What’s something new you learned this week in class?
This week we learned about conjunctions, disjunctions, and negations.
A conjunction is when two or more things occur exist at once. For example, “I ate an apple and a banana”.
A disjunction is when at least one of two or more statements is true. Using the example “I ate an apple or a banana” does not exactly capture what a disjunction is. “Or” in how it is typically used in English is usually exclusive. “I ate an apple or a banana” is not inclusive – it will usually be interpreted as saying that I ate either an apple or a banana, one or the other.
A negation is used to indicate a thing is not true. For example “I did not eat an apple”.
What’s something that challenged or frustrated you this week?
Understanding the difference between “or” used in English and “or” used in this class was confusing at first. It made more sense after the tutorial.
How condent do you feel about material covered this week?
Overall, I’m not very confident in how to interpret and write in “computer speak”. I find that it’s harder to interpret what something says than it is to translate a sentence into math/computer language.
How did your tutorial/test/assignment go this week?
The tutorials really helped, I had made a lot of mistakes in the homework assignments. I do not think I got full marks for the quiz, though. I still need to practice.
Creating and solving some problems.
To make this a little more fun, I’m going to try to come up with and solve examples with zombie themes.
Let M be the set of all Monsters. Z(x) are zombies.

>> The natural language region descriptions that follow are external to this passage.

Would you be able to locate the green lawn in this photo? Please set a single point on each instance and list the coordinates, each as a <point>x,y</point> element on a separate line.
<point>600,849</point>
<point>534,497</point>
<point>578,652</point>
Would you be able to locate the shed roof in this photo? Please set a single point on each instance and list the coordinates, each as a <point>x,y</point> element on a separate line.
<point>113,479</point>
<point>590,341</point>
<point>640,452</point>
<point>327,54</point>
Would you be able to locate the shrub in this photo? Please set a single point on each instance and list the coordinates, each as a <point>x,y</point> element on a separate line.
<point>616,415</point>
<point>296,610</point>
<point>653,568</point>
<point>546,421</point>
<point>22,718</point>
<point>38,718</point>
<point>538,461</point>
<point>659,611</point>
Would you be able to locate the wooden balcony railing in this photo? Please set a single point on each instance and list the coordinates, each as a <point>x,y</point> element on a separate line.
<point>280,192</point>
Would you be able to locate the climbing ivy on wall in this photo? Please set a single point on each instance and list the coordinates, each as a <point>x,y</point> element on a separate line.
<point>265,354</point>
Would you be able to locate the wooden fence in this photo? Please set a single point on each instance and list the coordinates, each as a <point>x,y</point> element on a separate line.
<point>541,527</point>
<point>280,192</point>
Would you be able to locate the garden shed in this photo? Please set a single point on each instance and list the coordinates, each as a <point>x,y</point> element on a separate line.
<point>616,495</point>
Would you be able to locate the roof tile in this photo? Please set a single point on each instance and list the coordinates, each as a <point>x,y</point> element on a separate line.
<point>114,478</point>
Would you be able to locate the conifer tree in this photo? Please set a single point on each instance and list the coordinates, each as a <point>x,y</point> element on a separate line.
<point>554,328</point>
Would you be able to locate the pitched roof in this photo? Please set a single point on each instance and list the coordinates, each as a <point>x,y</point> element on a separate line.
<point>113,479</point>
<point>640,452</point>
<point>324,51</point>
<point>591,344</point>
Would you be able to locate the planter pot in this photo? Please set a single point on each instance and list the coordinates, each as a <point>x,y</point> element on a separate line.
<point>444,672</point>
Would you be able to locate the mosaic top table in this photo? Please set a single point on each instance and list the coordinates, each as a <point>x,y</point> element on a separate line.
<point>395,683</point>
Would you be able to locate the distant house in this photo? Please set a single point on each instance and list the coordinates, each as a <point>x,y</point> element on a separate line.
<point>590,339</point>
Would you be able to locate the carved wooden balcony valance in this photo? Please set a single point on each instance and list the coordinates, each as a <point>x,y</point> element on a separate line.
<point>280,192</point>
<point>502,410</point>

Write out “All zombies are monsters”
∀ x ∈ M, Z(x).
Let B(x) be bunnies. Bunnies are clearly not monsters. Write out “No bunnies are monsters”.
∀ x ∈ M, ¬ B(x).
Let G(x) be ghosts. Write out “All ghosts are monsters”
∀ x ∈ M, G(x).
Write out “All ghosts and zombies are monsters”
(∀ x ∈ M, Z(x)) ∧ (∀ x ∈ M, G(x))
Fred or John, or both, may now be zombies. At least one of them was bitten. Let F(x) be Fred and J(x) be John. Express that one or both is now a monster.
(∃ x ∈ M, F(x)) ∨ (∃ x ∈ M, J(x))
These examples express all of the mathematical symbols we learned in class and how they can be used.